“Not much. We did do some checking, for the story. All I know is she’s twenty-three, grew up around here, has an older sister who lives outside of Olympia. Can’t think of her name right off the top of my head . . . no, wait!” He snapped his fingers. “It’s um . . . Fern. Another woodsy name. Last name of Smithe, with an ‘e’.”
“You talked to her?” Mendoza asked as she typed in the information on her phone.
“No.”
Rivers asked, “What else?”
“She—Valente—holds down, well, held down two jobs. Basically maid service at the Cahill Inn and then janitorial work at the McEwen Clinic.”
Where Megan Travers had been employed.
“Does she have any friends?” Mendoza asked.
“Haven’t gotten that far. Don’t know.”
“Okay.” Rivers needed to get moving and took a step toward the door. Mendoza was ahead of him, already calling for deputies to check out Valente’s place.
“Hey, man, I want my phone back ASAP!” Earl jabbed a long finger at Rivers. “Tomorrow.”

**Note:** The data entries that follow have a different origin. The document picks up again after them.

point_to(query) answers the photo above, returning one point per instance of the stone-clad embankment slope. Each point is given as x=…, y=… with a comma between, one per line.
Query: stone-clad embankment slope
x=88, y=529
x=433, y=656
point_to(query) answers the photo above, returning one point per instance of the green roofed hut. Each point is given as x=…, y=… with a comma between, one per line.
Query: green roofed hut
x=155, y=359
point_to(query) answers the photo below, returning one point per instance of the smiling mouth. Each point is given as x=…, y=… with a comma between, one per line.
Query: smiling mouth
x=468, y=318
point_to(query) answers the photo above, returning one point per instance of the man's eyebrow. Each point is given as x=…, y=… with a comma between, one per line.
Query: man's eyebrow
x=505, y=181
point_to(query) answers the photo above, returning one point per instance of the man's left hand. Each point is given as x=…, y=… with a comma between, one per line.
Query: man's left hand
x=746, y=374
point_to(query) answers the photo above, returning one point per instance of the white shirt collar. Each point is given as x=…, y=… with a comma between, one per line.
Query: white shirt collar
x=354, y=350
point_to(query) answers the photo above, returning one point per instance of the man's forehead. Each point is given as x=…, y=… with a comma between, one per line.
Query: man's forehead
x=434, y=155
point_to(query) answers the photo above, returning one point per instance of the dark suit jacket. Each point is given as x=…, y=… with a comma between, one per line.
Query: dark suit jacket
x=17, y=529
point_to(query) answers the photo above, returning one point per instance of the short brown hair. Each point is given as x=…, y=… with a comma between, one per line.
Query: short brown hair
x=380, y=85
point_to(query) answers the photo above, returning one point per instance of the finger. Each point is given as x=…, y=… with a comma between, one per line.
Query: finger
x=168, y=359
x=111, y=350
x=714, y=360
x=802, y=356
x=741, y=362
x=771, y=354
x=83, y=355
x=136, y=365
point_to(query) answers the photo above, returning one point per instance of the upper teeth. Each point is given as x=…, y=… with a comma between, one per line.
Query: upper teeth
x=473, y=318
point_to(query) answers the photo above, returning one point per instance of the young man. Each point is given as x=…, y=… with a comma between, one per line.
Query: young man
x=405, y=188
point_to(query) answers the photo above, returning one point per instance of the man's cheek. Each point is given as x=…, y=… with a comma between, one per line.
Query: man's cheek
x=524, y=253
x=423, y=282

“ASAP,” Rivers assured him.
As they clambered down the staircase from the newspaper offices, Mendoza said, “She lives out on Taylor’s Creek Road, an old building just on the other side of the train tracks. I’ve got the map on my phone.” They sidestepped an old Volkswagen van emblazoned with AUNTIE’S ANTIQUES. “Deputies should be there by the time we arrive. Wait—Deputy Brown is calling.”
“Let’s go.”
Rivers drove east toward the outskirts of Riggs Crossing, past the center of town, where people were still on the streets and bright Christmas decorations were visible on the storefronts. The town was bustling, a happy holiday fever in the air.
It was all directly at odds with his grim mission. Squinting against oncoming headlights, he thought about the person who had been photographed at the San Francisco airport. Had the killer left Charity Spritz to hop a plane, then land somewhere—Seattle? Spokane? Then what? Find Willow Valente and kill her within twenty-four hours? If so, it seemed that it might be easy enough to track down airline information. But on whom? Who would want both women killed? And why? He couldn’t believe these killings were random. There had to be a link between them. His first thought was James Cahill. But he couldn’t see Cahill flying to and from San Francisco. Driving would take . . . fifteen or sixteen hours, maybe longer, each way. Nonetheless, Cahill and the missing Megan Travers had to be part of this. And what about Harold Sinclaire’s cabin, where they’d found the black Toyota Corolla? How did it all hang together?
“Okay,” Mendoza said into the phone as he drove past an abandoned gas station. “Just hold her there; we’ll want to talk to her . . . yeah, I’m sure . . . anyone would be, but still, we need to talk to her . . . okay, we’ll be there in ten, maybe less.” She clicked off. “Apparently we weren’t the first to call in Willow Valente’s death. A coworker was already checking on her when Brown and his partner got there. They’re holding her so that we can talk to her.”
“Good.” Rivers flipped on his lights, blew through the next intersection, and half a mile farther, turned onto Taylor’s Creek Road.
“She—the coworker—is more than a little freaked out.”
“Who wouldn’t be?” Rivers asked, his stomach knotting. The once sleepy little town of Riggs Crossing now was on the map. In December alone, two women had been murdered and one was missing.
And it wasn’t yet Christmas.
* * *
Restless, Rebecca unpacked her bag, folded her few sweaters, jeans, and leggings and placed them once again in the drawers of the small dresser in her hotel room. She had intended to leave.
After doing her duty with the press conference, she’d planned to go home to Seattle, to restart her life, to leave finding Megan to the police and to get as far away from James Cahill as possible. The man messed with her mind, and she didn’t need any of that, thank you very much.
But then her mother had called.
“What?” Lenora had cried when Rebecca had explained that she was returning to Seattle. “You can’t! Not until Megan’s found. You have to find her, Becky!”
“That could take a while.”
“And it will just take longer if you’re not there to rattle the police’s cages!”
“I’ve done enough ‘rattling,’” Rebecca had thrown back.
Lenora had driven her point home. “You let the police know that you won’t take ‘no’ for an answer. Be the squeaky wheel, Becky,” Lenora had insisted. When Rebecca had mentioned she thought Detectives Rivers and Mendoza were all over the case, her mother had scoffed. “I doubt it, but you make sure they’re not slacking off.”